Parvenue au Belvédère, je déballe mon casse-croûte et engloutit à vive allure sandwich et crudités. D’une part parce que cette marche rapide m’a creusé l’appétit, de l’autre parce que la secrétaire en poste dans ma tête m’apprend que j’ai toujours un peu de retard sur mon programme de chef d’Etat. Je me remets en route. Non sans avoir dégainé mon appareil photo afin d’immortaliser la vue sur le Doubs en contrebas, ni être allée me soulager un peu plus loin à l’écart du chemin, dans la forêt.
J’attaque alors le tronçon de 2,5 km longeant les Côtes de Moron, le seul de cette randonnée à être balisé blanc-rouge-blanc. Une demi-heure plus tard, j’atteins un dégagement offrant un panorama séduisant. J’ouvre mon sac à dos afin d’y pêcher mon appareil photo. J’ai beau fouiller mon paquetage, puis finir par vider son contenu à même le sol, je fais chou blanc. Je tente de visualiser mentalement la dernière fois que j’ai eu le précieux objet électronique entre les mains et suis prise d’un fou rire nerveux devant l’absurde évidence: je l’ai posé par terre à côté de moi lorsque je suis allée faire mon petit tour derrière les arbres après la pause-repas.
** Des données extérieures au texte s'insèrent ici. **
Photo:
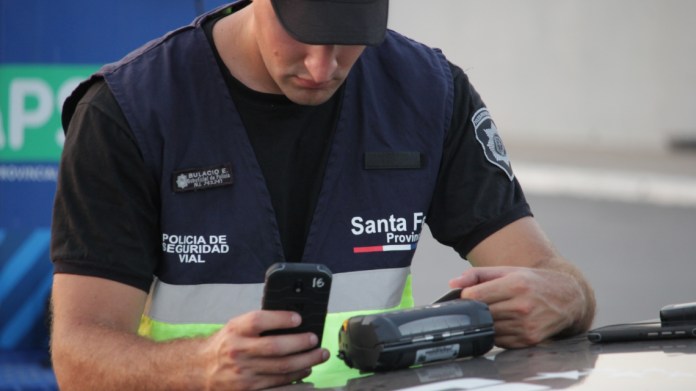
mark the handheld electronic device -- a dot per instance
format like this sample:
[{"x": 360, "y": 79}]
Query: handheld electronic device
[
  {"x": 399, "y": 339},
  {"x": 301, "y": 287},
  {"x": 685, "y": 312},
  {"x": 641, "y": 331}
]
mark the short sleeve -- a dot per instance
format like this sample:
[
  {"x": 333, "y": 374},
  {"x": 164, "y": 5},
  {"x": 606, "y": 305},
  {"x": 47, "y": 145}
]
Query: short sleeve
[
  {"x": 476, "y": 192},
  {"x": 106, "y": 213}
]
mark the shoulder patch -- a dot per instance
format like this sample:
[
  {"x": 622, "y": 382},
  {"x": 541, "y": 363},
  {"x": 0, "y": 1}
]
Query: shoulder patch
[{"x": 487, "y": 135}]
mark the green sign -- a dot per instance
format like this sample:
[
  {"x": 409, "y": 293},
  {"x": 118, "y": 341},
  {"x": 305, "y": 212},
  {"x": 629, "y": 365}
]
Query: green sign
[{"x": 31, "y": 100}]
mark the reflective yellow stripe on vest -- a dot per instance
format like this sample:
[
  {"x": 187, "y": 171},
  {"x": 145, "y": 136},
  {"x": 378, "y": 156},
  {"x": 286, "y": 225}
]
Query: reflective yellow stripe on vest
[{"x": 353, "y": 286}]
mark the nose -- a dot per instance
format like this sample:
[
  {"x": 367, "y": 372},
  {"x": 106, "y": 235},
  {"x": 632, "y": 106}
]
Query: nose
[{"x": 321, "y": 62}]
Je tourne les talons, direction le Belvédère. Cette fois, l’allure est carrément militaire. Je reviens à ma place de pique-nique en un temps record et commence à fouiller frénétiquement sous le couvert des arbres. Autant chercher une aiguille dans une botte de foin… Apparemment, j’ai emmené ma bonne étoile ce jour-là: contre toute attente, je finis par dénicher mon appareil photo sur un tapis de mousse. C’est reparti pour un tour! Je n’ai même pas besoin de consulter l’heure pour savoir que si je veux attraper le train prévu à La Chaux-de-Fonds, il me faudra courir dès que j’aurai passé le délicat segment blanc-rouge-blanc. Soit sur plus de sept kilomètres, chaussée de mes souliers de montagne rigides et chargée d’un gros sac.
Lorsque je saute in extremis dans le train une heure plus tard, je suis en nage et épuisée. C’est à peine si j’ai le courage de répondre à mon téléphone qui sonne. Une petite voix pleine d’énergie me demande: «Dis Maman, ce soir, on va jouer au foot?»